A related issue is the public distribution of foodgrains, about which a number of related questions have to be raised. To begin with, it may be noted that what is usually referred to as “food subsidy” is not the amount spent to bring food within the reach of poor families but essentially the deficit of the Food Corporation of India (FCI), whose operations are chiefly geared to keep food grain prices up rather than down. It may be recalled that there have been times when foodgrains stored in FCI godowns tended to rot and there were calls to make the grain available to those in need. The fear of a fall in foodgrain prices stood in the way of feeding the millions. But what stands in the way of using mounting food stocks via a food-for-work scheme or other anti-poverty programmes?

“Possible reasons include political inertia, organisational gaps, and reluctance to bear the financial costs”. Another widely debated issue is whether all households should be eligible for grains under the public distribution system or whether it should be restricted to those below “the poverty line”. Dreze favours the former mainly because many deserving households will get excluded when public distribution is selective.

Because of his awareness that the interest of the poor is not in condescending charity but in opportunities to earn a living, Dreze has been a champion of employment guarantee schemes. As a member of the National Advisory Council set up by the United Progressive Alliance government in 2004, he and his colleagues, who shared his enthusiasm, worked hard to draft the National Rural Employment Guarantee Act (NREGA) to provide 100 days of work to anyone who wanted it. Combined with attempts to create productive assets in rural areas and to activate gram sabhas, the programme has been rightly acclaimed as a major attempt to empower the rural population, especially women, to protect the environment and to restrain distress migration.

Dreze admits that the implementation of the scheme ran into problems, especially those of administration, but maintains that what is required is more effort to achieve the objectives of the programme.

Two sections of the book are devoted to a discussion on child development and elementary education along with a critical evaluation of school meals. Dreze was the moving spirit behind the widely acclaimed Public Report on Basic Education (PROBE), 1999.

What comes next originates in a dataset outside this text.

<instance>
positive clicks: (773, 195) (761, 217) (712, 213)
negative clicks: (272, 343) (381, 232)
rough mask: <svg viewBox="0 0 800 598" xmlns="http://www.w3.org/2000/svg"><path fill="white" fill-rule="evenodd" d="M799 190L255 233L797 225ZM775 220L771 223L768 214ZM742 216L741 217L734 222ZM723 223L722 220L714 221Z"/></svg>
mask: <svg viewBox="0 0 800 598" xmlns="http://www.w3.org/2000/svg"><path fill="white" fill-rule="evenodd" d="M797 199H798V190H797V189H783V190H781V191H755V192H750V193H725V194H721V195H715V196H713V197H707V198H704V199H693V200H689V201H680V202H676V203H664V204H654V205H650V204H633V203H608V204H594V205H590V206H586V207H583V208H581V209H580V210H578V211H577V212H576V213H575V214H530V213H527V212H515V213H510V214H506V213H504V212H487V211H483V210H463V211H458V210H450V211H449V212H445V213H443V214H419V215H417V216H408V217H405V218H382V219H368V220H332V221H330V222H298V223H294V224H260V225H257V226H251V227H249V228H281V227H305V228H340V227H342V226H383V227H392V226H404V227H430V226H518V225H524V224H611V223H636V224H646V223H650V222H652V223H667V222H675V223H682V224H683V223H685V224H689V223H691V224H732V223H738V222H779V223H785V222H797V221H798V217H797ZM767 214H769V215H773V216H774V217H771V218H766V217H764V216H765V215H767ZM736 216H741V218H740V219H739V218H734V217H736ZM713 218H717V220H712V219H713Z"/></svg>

There is much more in the book—critical evaluation of the development agenda and performance of the States, corporate power and technocracy, war and peace. At a time when development has become essentially an emotive political slogan and is used to build the power and prestige of the nation, Dreze reminds us that the priority must be to meet the basic needs of the neglected people, and if that is taken seriously, the agenda will change. To academics, I strongly recommend the Introduction in the book, especially the section on research and action where the author brings out the complementarity of the two pointing out that action-oriented research need not compromise on scientific methods or objective inquiry.

Research can help with arguments and evidence that contribute to more effective action. A major difference between what may be called academic research and action-oriented research is the language they use: the former will be more in line with the language of the profession (theories and their derivations, for instance), whereas the latter will have to be largely in the language of day-to-day discourse. Economics started as a discussion of problems of daily life, but in its attempt to become a science, like physics, it developed a language of its own. Those who are engaged in action-oriented research on real-life problems must, therefore, become “bilingual” in a very meaningful sense because theory can throw light on real problems and earthiness can prevent theory from escaping into abstractions. If economics deals with social issues, it cannot pretend to be a “pure” science. Development economics is surely policy-oriented. But what is policy without action?